About the project
Period
ongoing since 2009
Location
Copenhagen
External links
Proposed by
Alessandra Saviotti
Christina Li
Trampoline House: Copenhagen Refugee Community is an independent community centre in Copenhagen that provides refugees and asylum seekers in Denmark with a place of support, community, and purpose. The house offers internships and job training, language classes and activities, legal/medical/psychological counselling and campaigns for change to both asylum seekers and refugees in the Danish integration program. The aim is to break the social isolation and sense of powerlessness that many refugees and asylum seekers experience while undergoing the integration program or while waiting years in the Danish asylum centres for a response to their asylum claim or their deportation.
Trampoline House’s mission is to be an antidote to the damaging effects of Denmark’s asylum and immigration policies.

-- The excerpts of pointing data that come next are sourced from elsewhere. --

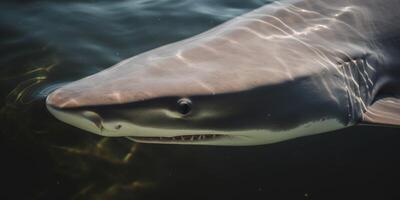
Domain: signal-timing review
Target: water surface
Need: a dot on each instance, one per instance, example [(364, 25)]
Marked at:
[(45, 44)]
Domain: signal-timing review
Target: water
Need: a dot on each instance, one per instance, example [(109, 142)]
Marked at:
[(45, 44)]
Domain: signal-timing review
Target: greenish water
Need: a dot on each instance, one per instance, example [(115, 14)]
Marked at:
[(48, 43)]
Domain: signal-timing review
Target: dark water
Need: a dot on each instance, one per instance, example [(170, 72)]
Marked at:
[(48, 43)]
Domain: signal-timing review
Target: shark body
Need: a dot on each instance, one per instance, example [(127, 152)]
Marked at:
[(285, 70)]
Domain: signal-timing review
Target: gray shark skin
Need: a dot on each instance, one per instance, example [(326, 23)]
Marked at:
[(285, 70)]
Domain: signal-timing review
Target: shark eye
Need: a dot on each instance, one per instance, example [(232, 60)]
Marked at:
[(184, 106)]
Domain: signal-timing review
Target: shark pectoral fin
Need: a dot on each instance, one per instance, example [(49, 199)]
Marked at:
[(384, 111)]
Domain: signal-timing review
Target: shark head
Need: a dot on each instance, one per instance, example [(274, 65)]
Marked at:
[(245, 82), (179, 99)]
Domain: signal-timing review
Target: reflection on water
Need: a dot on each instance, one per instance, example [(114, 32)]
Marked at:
[(45, 44)]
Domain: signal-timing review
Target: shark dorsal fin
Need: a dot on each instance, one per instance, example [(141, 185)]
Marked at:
[(384, 111)]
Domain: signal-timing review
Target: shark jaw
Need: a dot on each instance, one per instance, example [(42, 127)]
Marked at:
[(88, 121)]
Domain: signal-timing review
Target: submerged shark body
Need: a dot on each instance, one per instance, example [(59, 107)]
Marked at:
[(285, 70)]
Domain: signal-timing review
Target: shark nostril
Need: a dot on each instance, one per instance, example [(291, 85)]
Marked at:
[(95, 118), (184, 106), (119, 126)]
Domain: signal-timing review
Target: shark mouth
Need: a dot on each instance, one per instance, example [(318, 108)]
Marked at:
[(182, 138)]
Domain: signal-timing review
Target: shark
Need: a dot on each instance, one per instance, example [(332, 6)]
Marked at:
[(285, 70)]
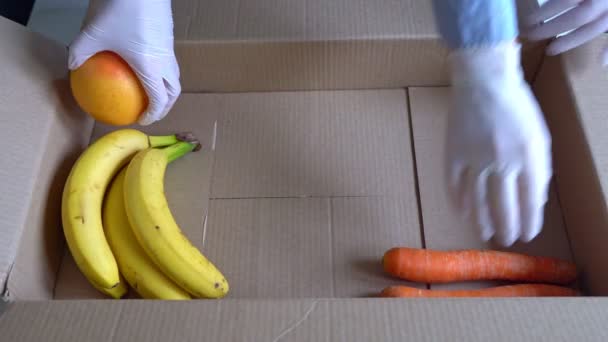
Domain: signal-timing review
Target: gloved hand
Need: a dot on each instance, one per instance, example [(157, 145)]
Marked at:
[(141, 32), (498, 146), (577, 21)]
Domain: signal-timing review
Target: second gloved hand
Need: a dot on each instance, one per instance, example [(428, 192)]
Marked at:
[(498, 146), (574, 21), (141, 32)]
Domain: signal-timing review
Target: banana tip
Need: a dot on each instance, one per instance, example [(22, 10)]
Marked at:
[(186, 136)]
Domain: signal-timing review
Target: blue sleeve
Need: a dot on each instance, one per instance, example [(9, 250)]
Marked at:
[(470, 23)]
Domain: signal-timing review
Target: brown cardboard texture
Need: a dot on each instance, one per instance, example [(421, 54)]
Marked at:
[(296, 195), (262, 45)]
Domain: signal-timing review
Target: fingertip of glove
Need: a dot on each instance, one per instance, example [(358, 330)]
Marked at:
[(145, 120)]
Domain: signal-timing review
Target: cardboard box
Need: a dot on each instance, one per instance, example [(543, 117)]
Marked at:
[(322, 145)]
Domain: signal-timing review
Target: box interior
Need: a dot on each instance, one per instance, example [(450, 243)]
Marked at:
[(298, 194)]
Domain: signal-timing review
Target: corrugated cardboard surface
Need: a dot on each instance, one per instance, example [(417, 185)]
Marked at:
[(572, 92), (310, 320), (318, 182), (42, 131), (262, 45)]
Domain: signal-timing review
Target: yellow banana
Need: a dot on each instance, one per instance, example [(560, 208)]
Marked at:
[(83, 196), (117, 292), (133, 262), (156, 229)]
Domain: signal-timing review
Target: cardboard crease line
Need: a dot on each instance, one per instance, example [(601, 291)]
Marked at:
[(297, 323)]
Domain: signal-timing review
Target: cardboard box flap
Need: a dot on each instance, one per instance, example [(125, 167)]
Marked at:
[(533, 319), (40, 129), (572, 92), (270, 45), (293, 20)]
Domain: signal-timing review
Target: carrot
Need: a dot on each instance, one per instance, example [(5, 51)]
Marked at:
[(432, 266), (519, 290)]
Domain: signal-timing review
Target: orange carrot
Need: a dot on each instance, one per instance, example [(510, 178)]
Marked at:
[(432, 266), (520, 290)]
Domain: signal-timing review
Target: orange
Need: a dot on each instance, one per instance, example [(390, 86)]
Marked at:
[(107, 89)]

It brings together asylum seekers and Danish citizens, refugees with a residence permit and other residents of Denmark, united by a desire to improve the conditions for asylum seekers and refugees.
– job training and education
– democratic practice
– system awareness and counselling
– social networking
Trampoline House was formed in 2009–2010 by artists Morten Goll and Joachim Hamou and curator Tone Olaf Nielsen in collaboration with a large group of asylum seekers, socially engaged art students, migration activists, and immigration lawyers in reaction to current Danish refugee and immigration politics, which has become one of the toughest in Europe.
About the artist
Morten Goll (b. 1964) is a socio-politically engaged artist, working with social platforms for political change. Based in Copenhagen, he co-founded the Trampoline House in 2009-10 and is the administrative director of the organization.
Tone Olaf Nielsen (b. 1967) is a Copenhagen-based independent curator, who is the co-founder of the feminist curatorial collective Kuratorisk Aktion (2005), Trampoline House (2009-10), and CAMP / Center for Art on Migration Politics (2015) in Trampoline House.